Advanced Testing and Evaluation by the Developmental Testbed Center towards Physics Unification in the UFS

Under the UFS-R2O physics subproject, the Developmental Testbed Center (DTC) works closely with the physics developers to provide testing and evaluation support to the UFS physics development. The targeted physics include pre-implementation enhancements and innovations/updates towards a long-term goal of the UFS becoming a unified, convection-allowing Earth System Modeling system. The work is focused on two major physics suites, P8 [GFS_v17_p8 in Common Community Physics Package (CCPP) v6.0; an experimental suite for GFS v17/GEFS v13] and RRFS v1beta, along with several physics enhancements such as prognostic and scale-adaptive cumulus convection closure (dubbed progsigma) and the updated Thompson microphysics and MYNN PBL schemes. Real cases over both the land and ocean were simulated using the limited-area model (LAM) provided by the UFS Short-Range Weather (SRW) Application and the CCPP Single-column model (SCM) at both 13- and 3-km grid spacings to facilitate investigations of physics unification and scale adaptiveness. These cases capture processes of moist physics, atmospheric boundary layer, surface conditions, and their interplays, and represent phenomena under various cloud/weather/climate regimes. They include the ARM LASSO non-precipitating shallow cumulus cases, Atlantic tropical cyclones (TCs; Hurricanes Florence, Ian and Laura), the DYNAMO case with a transition from shallow to deep convection during the Madden-Julian Oscillation (MJO) initiation, and the Marine ARM GPCI Investigation of Clouds (MAGIC) case featuring a transition from stratocumulus off the west coast to cumulus clouds in the trade wind regime.
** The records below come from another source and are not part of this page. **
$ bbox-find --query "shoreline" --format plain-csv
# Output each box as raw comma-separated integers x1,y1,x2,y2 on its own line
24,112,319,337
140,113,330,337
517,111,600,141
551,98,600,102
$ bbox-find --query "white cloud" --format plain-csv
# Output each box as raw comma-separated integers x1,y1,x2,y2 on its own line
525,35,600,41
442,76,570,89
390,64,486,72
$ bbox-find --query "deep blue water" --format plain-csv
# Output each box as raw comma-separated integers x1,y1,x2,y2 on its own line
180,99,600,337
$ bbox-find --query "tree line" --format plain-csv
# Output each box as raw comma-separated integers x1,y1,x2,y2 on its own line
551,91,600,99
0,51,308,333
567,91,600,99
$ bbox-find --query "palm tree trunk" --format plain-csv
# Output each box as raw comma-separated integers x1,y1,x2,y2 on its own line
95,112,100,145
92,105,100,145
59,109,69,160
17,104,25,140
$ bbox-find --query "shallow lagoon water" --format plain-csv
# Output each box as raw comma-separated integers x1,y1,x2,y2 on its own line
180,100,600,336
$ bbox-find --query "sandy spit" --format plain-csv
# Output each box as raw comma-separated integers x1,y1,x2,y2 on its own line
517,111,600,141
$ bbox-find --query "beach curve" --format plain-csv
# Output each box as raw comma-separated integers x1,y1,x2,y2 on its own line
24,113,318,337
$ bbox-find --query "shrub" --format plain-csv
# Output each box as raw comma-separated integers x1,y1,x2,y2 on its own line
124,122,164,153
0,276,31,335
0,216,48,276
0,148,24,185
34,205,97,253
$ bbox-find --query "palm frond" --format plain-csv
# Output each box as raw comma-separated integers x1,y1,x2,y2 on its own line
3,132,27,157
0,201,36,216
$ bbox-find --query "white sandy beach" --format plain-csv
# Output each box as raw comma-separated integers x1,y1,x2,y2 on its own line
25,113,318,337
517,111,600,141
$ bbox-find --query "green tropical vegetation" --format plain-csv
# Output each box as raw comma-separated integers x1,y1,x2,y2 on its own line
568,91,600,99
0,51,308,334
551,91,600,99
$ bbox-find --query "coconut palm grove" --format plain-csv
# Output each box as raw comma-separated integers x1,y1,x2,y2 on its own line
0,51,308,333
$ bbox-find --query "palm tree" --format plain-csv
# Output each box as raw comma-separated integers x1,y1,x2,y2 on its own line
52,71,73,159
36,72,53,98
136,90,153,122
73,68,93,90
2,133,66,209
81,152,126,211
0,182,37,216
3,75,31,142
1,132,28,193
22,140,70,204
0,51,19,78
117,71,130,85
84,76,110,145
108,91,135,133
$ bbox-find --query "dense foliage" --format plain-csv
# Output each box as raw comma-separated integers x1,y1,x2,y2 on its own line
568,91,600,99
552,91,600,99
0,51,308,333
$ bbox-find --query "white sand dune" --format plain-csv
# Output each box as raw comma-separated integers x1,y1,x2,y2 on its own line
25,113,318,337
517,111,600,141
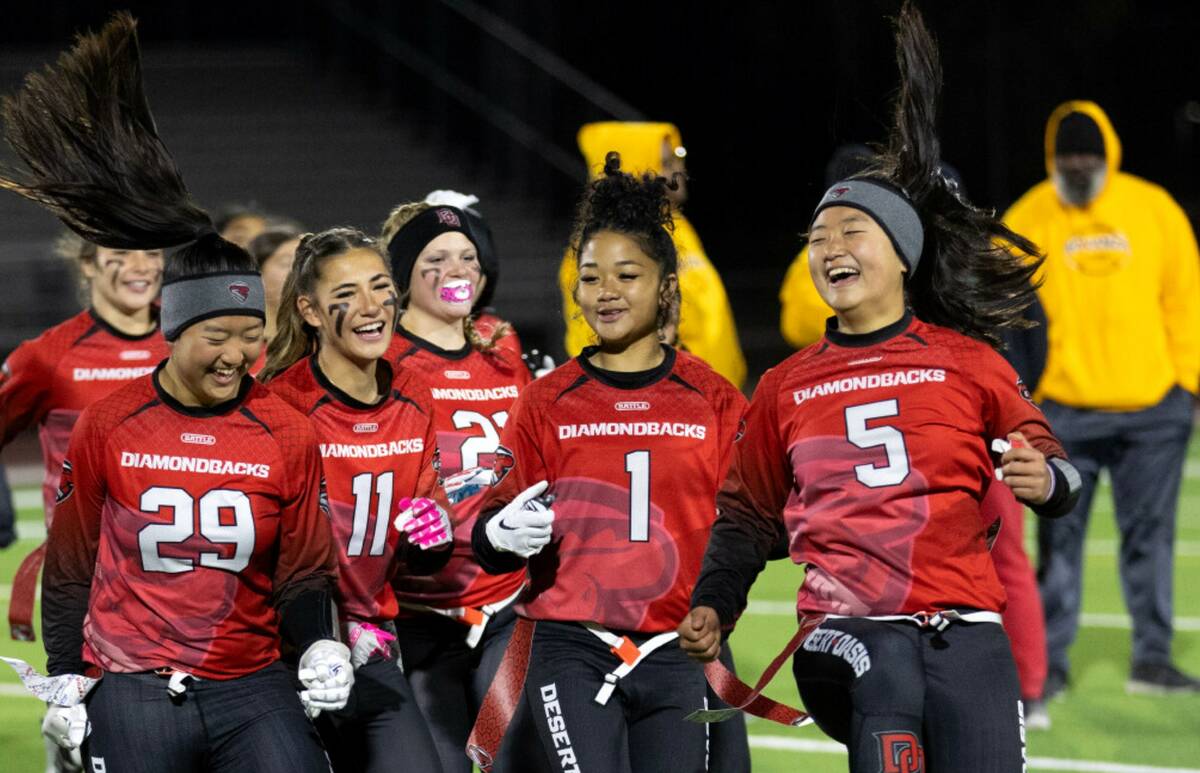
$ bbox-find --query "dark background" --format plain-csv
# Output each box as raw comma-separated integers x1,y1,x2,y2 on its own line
1,0,1198,379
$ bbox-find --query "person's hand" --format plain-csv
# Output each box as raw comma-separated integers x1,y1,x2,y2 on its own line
997,432,1051,504
484,481,554,558
395,497,452,550
677,606,722,663
42,703,88,751
298,640,354,716
347,622,398,669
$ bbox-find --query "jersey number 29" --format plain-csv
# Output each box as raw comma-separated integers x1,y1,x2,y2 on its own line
139,487,255,574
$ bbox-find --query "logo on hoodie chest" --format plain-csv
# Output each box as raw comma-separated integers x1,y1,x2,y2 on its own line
1063,232,1132,276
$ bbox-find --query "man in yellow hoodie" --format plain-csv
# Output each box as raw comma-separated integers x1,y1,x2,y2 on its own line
1005,101,1200,696
559,122,747,389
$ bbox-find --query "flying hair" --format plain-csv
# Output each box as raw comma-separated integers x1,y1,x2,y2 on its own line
0,13,230,263
859,1,1044,347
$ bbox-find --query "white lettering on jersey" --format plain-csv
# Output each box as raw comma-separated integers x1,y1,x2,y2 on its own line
352,422,379,434
180,433,216,446
614,401,650,412
792,369,946,405
118,349,152,361
556,422,707,440
72,366,156,382
120,451,270,479
319,438,424,458
430,385,519,401
444,370,471,380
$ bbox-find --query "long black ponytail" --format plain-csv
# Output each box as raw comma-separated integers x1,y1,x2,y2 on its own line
0,13,253,279
870,2,1042,348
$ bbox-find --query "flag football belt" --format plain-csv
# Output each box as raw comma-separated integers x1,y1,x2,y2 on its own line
399,584,524,649
688,608,1002,729
8,541,47,641
153,668,197,697
580,622,680,706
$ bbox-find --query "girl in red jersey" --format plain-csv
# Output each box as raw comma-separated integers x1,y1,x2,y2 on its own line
680,5,1081,772
1,232,167,644
378,200,534,773
471,154,747,773
0,16,350,772
260,227,452,773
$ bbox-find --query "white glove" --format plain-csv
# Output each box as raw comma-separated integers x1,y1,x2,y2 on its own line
484,480,555,559
42,703,88,751
424,189,480,212
347,621,398,669
443,466,498,504
298,639,354,716
395,497,453,550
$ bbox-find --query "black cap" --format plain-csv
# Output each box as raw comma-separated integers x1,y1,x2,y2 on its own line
1055,113,1105,157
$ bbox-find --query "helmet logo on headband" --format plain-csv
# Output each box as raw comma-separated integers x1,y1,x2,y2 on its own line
829,186,851,198
435,208,461,227
228,282,251,303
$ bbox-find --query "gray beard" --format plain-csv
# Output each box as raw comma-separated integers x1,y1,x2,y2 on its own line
1054,168,1107,206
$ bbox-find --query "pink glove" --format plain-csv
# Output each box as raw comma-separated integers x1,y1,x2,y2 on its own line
395,497,453,550
347,621,398,668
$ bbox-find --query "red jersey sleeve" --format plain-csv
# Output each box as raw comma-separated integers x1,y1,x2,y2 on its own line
42,408,107,675
0,340,52,445
271,421,338,609
975,349,1065,461
693,366,791,626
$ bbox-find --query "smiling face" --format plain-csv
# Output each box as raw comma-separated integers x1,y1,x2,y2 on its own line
808,206,907,328
576,230,675,349
406,231,481,323
299,248,396,366
82,246,164,316
167,315,265,405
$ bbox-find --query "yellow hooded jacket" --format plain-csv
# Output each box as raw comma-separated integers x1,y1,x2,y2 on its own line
559,122,747,389
1004,101,1200,410
778,244,833,349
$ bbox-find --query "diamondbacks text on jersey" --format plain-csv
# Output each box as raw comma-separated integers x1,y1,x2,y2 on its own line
42,367,336,679
270,356,449,624
387,327,531,610
477,347,746,633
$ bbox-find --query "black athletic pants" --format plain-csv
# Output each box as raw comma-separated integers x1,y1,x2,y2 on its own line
524,620,710,773
315,652,443,773
395,605,542,773
792,618,1024,773
83,662,329,773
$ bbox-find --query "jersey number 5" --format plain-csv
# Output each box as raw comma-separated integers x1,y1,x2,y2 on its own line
139,487,255,574
844,399,910,487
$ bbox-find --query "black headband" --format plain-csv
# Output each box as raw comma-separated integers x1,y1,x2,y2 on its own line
385,206,481,294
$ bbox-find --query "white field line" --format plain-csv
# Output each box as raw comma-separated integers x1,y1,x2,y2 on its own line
744,600,1200,632
747,735,1200,773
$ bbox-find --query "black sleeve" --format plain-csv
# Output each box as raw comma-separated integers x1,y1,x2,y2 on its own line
43,577,90,676
276,576,337,653
398,540,454,576
999,293,1048,390
691,503,782,629
1031,457,1082,519
471,508,526,575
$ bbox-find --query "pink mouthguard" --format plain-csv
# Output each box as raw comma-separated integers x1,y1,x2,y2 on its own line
439,282,474,303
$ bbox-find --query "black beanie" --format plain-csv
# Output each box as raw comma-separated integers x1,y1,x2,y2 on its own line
1055,113,1105,157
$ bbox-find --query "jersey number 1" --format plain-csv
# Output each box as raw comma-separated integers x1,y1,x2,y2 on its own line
625,451,650,542
844,399,911,487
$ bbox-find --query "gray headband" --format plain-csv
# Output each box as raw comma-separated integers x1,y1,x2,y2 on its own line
811,179,925,274
160,271,266,341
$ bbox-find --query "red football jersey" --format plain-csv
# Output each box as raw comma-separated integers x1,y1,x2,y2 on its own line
42,368,337,679
270,356,446,624
0,310,168,522
723,314,1065,617
385,327,531,609
480,348,747,633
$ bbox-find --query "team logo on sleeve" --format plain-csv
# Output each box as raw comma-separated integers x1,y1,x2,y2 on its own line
491,445,515,484
54,460,74,504
875,731,924,773
228,282,251,303
1016,377,1035,405
318,476,330,517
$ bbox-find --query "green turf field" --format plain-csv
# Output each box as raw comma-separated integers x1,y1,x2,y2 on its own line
2,446,1199,772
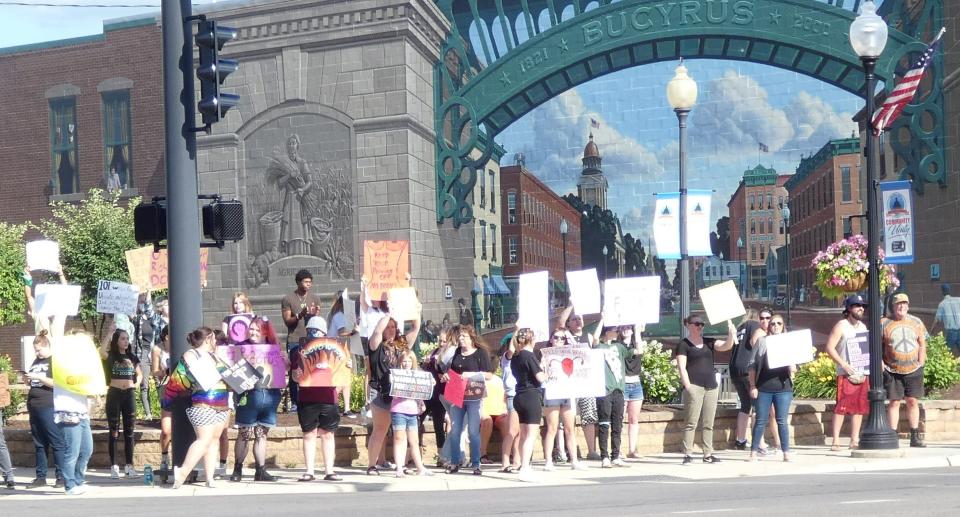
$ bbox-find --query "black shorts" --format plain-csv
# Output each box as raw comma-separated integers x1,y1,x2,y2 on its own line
731,374,752,415
883,367,924,400
297,402,341,433
514,390,543,425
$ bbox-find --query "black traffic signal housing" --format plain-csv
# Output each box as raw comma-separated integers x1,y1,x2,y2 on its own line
134,200,167,246
202,199,244,242
133,196,245,247
196,19,239,129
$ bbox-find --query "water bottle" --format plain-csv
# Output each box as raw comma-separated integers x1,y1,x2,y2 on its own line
144,464,154,486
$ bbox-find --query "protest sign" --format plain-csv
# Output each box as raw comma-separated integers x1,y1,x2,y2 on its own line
218,358,262,393
516,271,550,342
51,333,107,396
363,240,410,301
26,240,60,272
541,347,606,400
387,287,420,322
35,284,81,317
566,268,601,315
602,276,661,326
21,336,35,371
699,280,746,325
389,369,436,400
297,337,352,387
125,246,209,291
217,343,287,389
96,280,140,315
765,329,815,369
186,352,223,392
481,377,507,416
443,369,466,408
225,314,255,344
463,372,486,401
845,331,870,374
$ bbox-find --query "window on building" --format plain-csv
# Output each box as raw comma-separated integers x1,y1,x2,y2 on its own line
102,91,133,190
507,191,517,224
490,224,497,261
750,219,756,234
488,170,495,212
751,244,757,261
479,169,486,208
766,193,772,209
50,97,79,194
778,195,783,209
780,221,785,235
767,217,773,234
480,220,487,259
509,237,518,264
749,194,755,210
760,248,765,260
841,166,852,202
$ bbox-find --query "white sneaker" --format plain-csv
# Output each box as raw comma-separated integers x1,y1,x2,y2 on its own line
125,465,139,477
611,458,628,467
518,468,538,482
601,458,612,468
542,462,555,471
214,465,227,478
110,465,120,479
571,461,588,471
67,485,88,495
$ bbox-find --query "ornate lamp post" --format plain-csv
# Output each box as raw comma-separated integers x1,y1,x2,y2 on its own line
737,236,745,298
781,201,791,327
850,0,898,450
666,59,698,328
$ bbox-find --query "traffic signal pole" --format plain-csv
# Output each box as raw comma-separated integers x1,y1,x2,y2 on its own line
161,0,203,467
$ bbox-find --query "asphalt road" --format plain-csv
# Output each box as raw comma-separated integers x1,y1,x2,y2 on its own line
4,467,958,516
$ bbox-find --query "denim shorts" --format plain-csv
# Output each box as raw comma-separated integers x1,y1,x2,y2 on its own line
544,397,571,408
235,388,281,427
506,395,515,413
624,382,644,402
391,412,419,430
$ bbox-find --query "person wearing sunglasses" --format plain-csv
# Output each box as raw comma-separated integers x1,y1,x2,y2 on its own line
676,314,735,465
540,329,586,472
747,314,795,462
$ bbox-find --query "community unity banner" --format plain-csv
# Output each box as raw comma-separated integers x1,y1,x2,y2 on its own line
653,193,680,260
686,189,713,257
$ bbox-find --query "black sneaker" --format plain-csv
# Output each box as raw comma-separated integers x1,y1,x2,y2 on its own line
26,478,47,489
703,455,722,464
54,478,64,489
682,455,693,465
734,440,748,451
4,479,14,490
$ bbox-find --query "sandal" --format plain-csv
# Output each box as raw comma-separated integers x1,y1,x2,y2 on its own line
366,466,380,476
498,466,516,473
849,443,860,450
323,474,341,481
403,467,416,476
445,465,460,474
297,474,316,482
830,444,841,452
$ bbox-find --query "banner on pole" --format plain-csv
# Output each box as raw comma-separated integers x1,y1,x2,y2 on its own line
880,180,915,264
686,189,713,257
653,193,680,260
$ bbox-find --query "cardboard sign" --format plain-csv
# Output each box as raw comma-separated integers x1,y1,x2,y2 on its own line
602,276,661,326
389,369,436,400
217,343,287,389
541,347,606,400
297,337,352,387
566,268,601,315
186,352,223,392
699,280,746,325
481,377,507,417
516,271,550,342
845,331,870,374
21,335,35,372
26,240,60,272
363,240,410,301
387,287,420,322
35,284,81,317
764,329,815,369
125,246,209,292
96,280,140,315
51,333,107,396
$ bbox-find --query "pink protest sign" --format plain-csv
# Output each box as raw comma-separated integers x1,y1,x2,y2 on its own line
217,344,286,389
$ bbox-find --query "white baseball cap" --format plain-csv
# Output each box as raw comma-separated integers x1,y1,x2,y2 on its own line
306,316,328,336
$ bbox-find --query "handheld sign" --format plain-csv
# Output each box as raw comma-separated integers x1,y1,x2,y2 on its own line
389,369,435,400
566,268,601,315
363,240,410,301
27,240,60,272
764,329,815,369
35,284,81,317
541,347,605,400
96,280,140,315
602,276,661,326
699,280,746,325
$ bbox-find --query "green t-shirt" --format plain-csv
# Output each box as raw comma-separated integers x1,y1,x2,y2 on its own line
596,340,631,394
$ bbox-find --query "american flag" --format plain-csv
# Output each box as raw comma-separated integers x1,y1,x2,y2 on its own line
758,142,769,153
871,28,945,136
590,118,600,129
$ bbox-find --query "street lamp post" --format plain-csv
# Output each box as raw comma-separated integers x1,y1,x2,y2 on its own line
667,59,698,329
850,0,898,450
737,237,745,298
781,202,791,327
560,218,569,305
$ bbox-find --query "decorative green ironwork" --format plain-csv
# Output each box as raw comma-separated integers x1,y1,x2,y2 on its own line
434,0,943,225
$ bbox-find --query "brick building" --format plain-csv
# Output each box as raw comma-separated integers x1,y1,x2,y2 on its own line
726,165,789,298
784,137,863,303
500,164,582,319
0,18,166,363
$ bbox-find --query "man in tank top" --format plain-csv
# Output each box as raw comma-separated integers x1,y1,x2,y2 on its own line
824,295,869,451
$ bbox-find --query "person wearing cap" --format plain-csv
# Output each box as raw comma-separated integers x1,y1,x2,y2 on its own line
932,283,960,356
882,292,928,447
824,295,870,451
291,315,342,481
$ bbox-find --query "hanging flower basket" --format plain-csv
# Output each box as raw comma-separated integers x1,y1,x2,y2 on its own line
812,235,898,300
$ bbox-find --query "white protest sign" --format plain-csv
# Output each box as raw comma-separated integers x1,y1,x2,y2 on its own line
699,280,746,324
602,276,661,326
516,271,550,342
187,352,223,392
26,240,60,272
389,369,436,400
387,287,420,322
764,329,815,369
34,284,81,317
566,268,601,315
845,331,870,375
22,336,35,371
542,347,606,399
95,280,140,315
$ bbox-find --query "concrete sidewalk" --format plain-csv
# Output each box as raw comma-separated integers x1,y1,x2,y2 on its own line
3,440,959,500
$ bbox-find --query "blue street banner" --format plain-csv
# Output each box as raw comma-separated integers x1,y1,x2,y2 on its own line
653,192,680,260
686,189,713,257
880,180,915,264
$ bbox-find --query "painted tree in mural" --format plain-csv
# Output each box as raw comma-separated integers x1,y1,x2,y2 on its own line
622,233,647,276
715,217,731,261
563,194,624,280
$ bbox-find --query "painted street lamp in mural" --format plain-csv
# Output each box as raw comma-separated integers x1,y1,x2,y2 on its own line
781,202,791,327
737,237,745,298
667,60,697,327
850,0,897,451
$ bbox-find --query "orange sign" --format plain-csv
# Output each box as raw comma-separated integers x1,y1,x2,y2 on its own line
125,246,209,291
296,337,352,387
363,240,410,301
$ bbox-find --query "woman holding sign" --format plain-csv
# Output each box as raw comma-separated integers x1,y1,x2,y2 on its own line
443,325,494,476
747,314,795,462
676,315,736,465
509,328,547,482
541,329,586,472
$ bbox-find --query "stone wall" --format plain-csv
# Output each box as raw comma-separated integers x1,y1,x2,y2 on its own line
7,400,960,469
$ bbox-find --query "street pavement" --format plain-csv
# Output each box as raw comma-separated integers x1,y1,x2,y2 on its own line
2,440,958,502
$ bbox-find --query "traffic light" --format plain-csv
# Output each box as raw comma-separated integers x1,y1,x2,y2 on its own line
202,199,244,242
196,19,239,128
134,201,167,245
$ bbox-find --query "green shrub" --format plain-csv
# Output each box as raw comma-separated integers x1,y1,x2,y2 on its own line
338,372,366,413
639,339,680,404
134,376,162,419
793,352,838,399
924,333,960,393
0,354,26,419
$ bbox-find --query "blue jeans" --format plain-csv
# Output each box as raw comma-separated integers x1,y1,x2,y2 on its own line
438,396,453,463
29,404,65,480
946,329,960,355
0,416,13,480
447,399,481,468
58,419,93,491
751,390,793,453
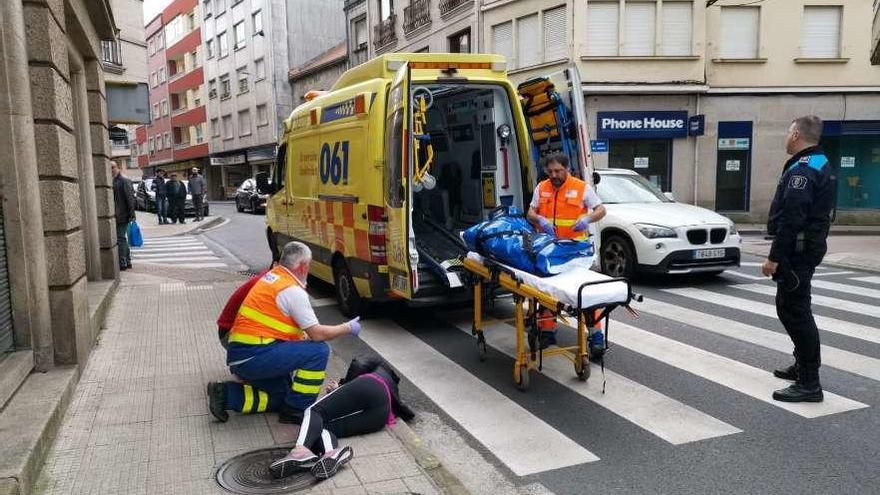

We aim to conduct evaluations against relatively reliable benchmarks that can help constrain parameterized processes and inform further physics improvement. Selected findings are described as follows. In the tropical convection cases (e.g. Hurricane Florence and DYNAMO), the 3-km LAM runs using the P8 suite generate a weaker TC with right-of-track errors and excessive large-wavenumber signals during the MJO initiation compared to the observations. Further analysis shows that more grid-scale precipitation and low-level clouds, and increased hydrometeor contents (incl. cloud liquid, rain, snow, and ice mixing ratios) are produced in the 3-km runs relative to their 13-km counterparts. Using progsigma results in less scale sensitivity, showing improved TC rainfall, track and intensity. It is possible that this cumulus convection closure tends to prevent microphysics from dominating rainfall production as grid spacing increases. This stresses the importance of interplays between moist physics components when considering scale awareness. The challenging MAGIC case persistently exhibits a lack of boundary layer decoupling and marine stratocumulus-to-cumulus transition, and an overestimation of rainfall in all of the CCPP SCM simulations with various physics options using the P8 suite. Adopting the updated Thompson microphysics and progsigma do not alleviate the problems. Sensitivity testing confirms that entrainment rate and cloud condensation nuclei in the shallow cumulus scheme of the P8 suite are not the culprits either. On the other hand, simulations with the RRFS v1beta suite are associated with improved representation of clouds, PBL development, and precipitation across the CONUS shallow cumulus, MAGIC, and DYNAMO cases. Additional in-depth diagnostics demonstrate physics sensitivity to vertical coordinate configuration, another important aspect of physics scale adaptiveness.